Miora had evidently spread the news that I had had nothing to do with the chief’s finding of a new witch. For the men and women in the tribe renewed old friendships with me. Murdo found me talking to one of the young women. He called me aside.
“She is married now,” he told me. “So you had better keep at a distance from her.”
“But I have talked to her before, Murdo, and neither thou nor her husband ever objected!”
“No, he has not objected; only he is no longer your friend. It is the way with women. They want every man who comes near them to forswear all his men friends. A woman hates less and fears less the mistress of her husband than she hates and fears his men friends. It is the reason she separates her man from his friends. All means are fair--jealousy as well as others. And another thing I will tell thee. Women do not want you to tell them the truth. They want men to lie to them. They urge them on, and the more they know that he lies the more satisfied they are, the more they like him. For she knows that it is because of her that he lies, that he has done what is most contrary to his own nature. For man needs never lie to a woman if she did not compel him to do so. It is the lies a man tells a woman that chains him to her more than his love. Each lie is a link forged to the chain. And another thing I will tell thee. It is well it is so. Two things a woman has to hold a man near her when he no longer wants her--her tears and her children. It is well she has a third one--his lies.
“And still another thing I will tell thee--this time about high mountains. The higher the peak the deeper the root. And about large wheels moving slowly but covering great distances. But all this thou wilt in time know, coming to the knowledge in a different way.
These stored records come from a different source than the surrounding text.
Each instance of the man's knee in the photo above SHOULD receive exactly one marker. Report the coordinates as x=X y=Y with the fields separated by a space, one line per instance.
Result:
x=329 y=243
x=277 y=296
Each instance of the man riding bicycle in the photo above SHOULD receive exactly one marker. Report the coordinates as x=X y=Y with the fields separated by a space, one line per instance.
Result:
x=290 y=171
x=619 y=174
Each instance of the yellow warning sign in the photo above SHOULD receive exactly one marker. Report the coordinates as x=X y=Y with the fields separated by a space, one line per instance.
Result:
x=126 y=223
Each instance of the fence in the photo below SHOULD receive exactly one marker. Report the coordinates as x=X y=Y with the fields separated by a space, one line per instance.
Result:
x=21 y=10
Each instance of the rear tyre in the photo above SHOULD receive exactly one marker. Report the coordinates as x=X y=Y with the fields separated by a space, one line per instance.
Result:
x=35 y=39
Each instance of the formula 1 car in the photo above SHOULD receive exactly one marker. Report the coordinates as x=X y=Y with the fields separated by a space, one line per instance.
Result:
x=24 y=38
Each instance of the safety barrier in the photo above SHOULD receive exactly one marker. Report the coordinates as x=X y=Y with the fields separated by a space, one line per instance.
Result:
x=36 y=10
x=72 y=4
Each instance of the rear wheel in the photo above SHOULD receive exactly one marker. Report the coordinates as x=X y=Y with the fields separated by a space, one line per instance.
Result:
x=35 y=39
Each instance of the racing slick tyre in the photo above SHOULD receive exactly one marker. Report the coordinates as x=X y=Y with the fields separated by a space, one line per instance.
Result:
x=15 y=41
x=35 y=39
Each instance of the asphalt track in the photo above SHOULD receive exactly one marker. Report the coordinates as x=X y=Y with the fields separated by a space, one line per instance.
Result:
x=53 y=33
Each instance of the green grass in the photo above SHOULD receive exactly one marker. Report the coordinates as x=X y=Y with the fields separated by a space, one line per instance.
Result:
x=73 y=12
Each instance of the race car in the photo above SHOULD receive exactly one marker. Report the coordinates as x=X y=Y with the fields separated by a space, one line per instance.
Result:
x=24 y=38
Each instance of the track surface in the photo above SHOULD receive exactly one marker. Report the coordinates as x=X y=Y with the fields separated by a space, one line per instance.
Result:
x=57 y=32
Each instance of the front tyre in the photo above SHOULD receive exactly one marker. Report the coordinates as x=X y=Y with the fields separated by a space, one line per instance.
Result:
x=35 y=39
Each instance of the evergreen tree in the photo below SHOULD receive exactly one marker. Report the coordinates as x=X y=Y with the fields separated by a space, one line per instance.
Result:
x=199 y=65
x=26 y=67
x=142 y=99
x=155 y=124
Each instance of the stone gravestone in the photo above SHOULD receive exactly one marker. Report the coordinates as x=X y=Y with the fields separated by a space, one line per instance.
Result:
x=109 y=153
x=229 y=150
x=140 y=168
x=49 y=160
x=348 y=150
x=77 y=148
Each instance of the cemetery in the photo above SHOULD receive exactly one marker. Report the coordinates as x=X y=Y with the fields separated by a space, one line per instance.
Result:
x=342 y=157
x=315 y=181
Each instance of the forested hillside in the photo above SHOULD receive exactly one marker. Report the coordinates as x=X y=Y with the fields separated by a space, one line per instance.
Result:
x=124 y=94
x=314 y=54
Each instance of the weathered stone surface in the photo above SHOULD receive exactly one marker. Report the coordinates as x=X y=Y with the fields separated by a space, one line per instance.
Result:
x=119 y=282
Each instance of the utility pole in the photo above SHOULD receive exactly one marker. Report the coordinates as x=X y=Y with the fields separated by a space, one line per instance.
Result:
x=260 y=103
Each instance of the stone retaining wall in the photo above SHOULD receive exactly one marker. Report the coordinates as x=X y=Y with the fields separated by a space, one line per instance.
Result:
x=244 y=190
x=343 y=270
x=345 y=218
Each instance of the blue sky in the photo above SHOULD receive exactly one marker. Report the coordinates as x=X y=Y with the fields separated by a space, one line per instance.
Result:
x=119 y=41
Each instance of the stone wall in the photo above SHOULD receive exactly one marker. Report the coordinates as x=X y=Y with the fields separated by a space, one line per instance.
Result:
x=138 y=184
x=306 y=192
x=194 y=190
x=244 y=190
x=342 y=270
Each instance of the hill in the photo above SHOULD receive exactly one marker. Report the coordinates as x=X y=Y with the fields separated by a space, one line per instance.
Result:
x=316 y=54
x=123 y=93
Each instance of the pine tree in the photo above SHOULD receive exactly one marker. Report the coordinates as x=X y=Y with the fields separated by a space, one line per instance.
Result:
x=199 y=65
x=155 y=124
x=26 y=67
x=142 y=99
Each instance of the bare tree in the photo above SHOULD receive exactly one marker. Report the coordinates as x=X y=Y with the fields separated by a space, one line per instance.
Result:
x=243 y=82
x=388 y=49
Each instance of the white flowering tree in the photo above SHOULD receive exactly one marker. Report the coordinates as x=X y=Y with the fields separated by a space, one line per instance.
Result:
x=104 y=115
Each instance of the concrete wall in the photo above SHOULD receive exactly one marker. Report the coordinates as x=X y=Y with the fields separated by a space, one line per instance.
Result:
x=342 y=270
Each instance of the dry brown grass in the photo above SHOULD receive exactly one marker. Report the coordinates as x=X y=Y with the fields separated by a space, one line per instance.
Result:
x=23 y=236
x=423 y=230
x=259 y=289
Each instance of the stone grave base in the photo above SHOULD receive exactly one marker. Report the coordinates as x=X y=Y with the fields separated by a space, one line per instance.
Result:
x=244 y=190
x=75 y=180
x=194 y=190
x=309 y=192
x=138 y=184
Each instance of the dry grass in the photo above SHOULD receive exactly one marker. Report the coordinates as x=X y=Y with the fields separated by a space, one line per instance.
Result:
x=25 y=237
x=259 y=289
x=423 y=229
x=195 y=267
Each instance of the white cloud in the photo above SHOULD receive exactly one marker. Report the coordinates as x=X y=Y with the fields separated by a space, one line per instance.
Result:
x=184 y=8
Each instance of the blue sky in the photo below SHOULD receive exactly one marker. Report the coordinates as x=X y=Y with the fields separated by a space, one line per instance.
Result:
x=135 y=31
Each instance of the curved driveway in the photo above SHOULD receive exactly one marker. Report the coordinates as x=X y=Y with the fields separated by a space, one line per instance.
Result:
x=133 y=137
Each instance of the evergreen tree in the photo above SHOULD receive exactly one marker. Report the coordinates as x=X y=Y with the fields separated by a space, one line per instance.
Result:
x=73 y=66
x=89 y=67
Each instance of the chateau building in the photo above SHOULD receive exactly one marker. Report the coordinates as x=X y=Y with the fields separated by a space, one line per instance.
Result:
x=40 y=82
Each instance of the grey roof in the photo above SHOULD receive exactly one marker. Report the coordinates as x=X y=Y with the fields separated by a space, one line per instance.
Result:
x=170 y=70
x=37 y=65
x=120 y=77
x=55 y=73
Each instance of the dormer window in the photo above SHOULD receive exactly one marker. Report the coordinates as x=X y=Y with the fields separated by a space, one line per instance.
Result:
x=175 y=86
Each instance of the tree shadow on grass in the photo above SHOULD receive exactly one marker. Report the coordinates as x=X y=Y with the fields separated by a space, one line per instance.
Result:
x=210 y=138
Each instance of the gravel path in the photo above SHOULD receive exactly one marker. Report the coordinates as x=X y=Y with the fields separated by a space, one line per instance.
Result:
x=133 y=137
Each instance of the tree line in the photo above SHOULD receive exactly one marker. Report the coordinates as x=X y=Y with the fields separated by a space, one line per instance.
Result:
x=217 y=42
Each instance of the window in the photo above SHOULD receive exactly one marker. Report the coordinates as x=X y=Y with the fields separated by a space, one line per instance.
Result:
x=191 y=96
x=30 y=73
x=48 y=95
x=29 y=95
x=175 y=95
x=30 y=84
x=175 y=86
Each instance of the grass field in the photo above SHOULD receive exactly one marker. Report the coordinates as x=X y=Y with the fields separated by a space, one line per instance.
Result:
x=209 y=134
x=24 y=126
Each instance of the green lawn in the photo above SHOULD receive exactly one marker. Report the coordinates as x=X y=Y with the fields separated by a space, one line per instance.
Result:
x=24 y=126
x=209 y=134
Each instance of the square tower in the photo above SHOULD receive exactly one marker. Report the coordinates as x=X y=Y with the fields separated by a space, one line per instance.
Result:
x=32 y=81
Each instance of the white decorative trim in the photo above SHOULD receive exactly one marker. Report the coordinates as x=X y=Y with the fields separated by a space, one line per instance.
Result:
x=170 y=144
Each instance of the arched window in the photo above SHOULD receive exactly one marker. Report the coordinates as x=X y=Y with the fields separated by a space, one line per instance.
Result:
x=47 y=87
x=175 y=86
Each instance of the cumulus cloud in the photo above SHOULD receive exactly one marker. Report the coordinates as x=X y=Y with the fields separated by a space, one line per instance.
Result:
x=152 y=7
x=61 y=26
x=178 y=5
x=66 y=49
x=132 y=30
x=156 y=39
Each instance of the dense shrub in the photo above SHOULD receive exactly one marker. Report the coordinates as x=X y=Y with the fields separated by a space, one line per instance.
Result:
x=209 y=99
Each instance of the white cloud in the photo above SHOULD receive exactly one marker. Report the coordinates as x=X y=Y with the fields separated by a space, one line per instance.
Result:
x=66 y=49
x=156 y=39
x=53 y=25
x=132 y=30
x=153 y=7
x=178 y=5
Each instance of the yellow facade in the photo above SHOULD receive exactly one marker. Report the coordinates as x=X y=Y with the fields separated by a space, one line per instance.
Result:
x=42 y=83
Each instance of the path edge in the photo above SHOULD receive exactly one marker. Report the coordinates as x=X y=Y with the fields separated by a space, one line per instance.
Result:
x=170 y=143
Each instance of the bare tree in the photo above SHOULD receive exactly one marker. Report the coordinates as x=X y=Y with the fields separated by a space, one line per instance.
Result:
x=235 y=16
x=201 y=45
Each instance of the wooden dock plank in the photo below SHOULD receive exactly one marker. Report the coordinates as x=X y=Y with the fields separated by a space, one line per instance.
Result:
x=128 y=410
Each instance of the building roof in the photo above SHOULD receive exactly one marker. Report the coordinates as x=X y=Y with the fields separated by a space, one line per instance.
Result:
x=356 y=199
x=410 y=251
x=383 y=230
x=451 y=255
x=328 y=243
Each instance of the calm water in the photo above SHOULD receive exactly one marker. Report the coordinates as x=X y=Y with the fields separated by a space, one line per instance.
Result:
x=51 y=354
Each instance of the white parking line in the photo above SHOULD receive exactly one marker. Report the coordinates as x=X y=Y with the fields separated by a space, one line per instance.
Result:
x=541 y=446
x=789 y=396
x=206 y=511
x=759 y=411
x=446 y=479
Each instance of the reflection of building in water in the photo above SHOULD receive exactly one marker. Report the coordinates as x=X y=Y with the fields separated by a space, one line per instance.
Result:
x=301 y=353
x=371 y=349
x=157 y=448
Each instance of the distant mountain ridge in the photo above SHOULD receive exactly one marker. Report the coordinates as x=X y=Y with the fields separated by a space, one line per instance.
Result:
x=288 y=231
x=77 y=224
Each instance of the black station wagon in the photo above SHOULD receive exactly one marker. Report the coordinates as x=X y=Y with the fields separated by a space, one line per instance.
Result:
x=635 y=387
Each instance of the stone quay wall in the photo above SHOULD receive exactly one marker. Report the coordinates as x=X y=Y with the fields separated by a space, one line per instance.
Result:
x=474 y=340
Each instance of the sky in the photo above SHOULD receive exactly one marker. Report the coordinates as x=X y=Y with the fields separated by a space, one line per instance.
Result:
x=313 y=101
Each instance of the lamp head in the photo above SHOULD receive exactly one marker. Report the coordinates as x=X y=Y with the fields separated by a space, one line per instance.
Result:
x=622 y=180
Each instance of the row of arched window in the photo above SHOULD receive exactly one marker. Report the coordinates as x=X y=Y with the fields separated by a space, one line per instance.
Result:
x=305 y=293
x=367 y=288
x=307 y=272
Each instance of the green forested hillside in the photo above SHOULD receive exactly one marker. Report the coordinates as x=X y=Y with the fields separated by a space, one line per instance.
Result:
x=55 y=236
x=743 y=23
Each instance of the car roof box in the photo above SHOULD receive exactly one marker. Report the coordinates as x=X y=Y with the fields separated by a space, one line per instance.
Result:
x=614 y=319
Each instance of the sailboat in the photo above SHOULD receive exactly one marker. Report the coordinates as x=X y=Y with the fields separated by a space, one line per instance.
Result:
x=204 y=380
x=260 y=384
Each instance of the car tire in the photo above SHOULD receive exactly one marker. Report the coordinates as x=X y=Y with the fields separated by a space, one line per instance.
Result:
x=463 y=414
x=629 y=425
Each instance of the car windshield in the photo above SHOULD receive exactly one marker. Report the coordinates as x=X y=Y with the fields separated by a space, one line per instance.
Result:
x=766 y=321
Oh, you who have discovered how to see things too small to kill, yet not learned how to live! Oh, you with your books and solidly walled houses, with your customs and your manners, with your kings and your doctors! You neither understand how to live nor know how to die. And though you have knowledge, you have no wisdom. You are like overfull barrels. You cannot flow. You ooze. Your brains are clogged; stuffed, leaving you no room for thought.”
Sunday. The inn at the market-place. The peasants of the neighborhood are there to buy horses. The plowing done, they are soon to begin to harrow. They use horses for that work. Murdo’s men are out with their brown little ponies, proving their speed, endurance, and pulling strength. Two fiddlers on chairs upon a table are scraping furiously away with their bows. A few of the youngsters are already dancing, though it is far from midday. The village tippler, chronically drunk, stands with his full, white-trousered legs wide apart, holding an enormous earthen pitcher in his outstretched hand, and offers drink to all passers-by. “Drink, for spring is here!”
The girls stand in little groups, like field-flowers, and talk among themselves, nod approval or bend in laughter, looking from between long and lowered eyelashes in the direction from which the young men arrive on their way to the inn. They know one another so intimately that they remark the slightest change of detail in apparel.
“Oh, look, Stan has put a new ribbon on his hat!”
“Oh, did you ever know Dan had a shirt with red-embroidered sleeves?”
“No, I know of one embroidered with yellow and another with black. This one with red is a new one.”
“Had his mother bought any red wool?”
“No, but Fanutza did.”
“Then it must be Fanutza! And I had always thought he was to marry Viora!”
And among the young men they talked of the girls.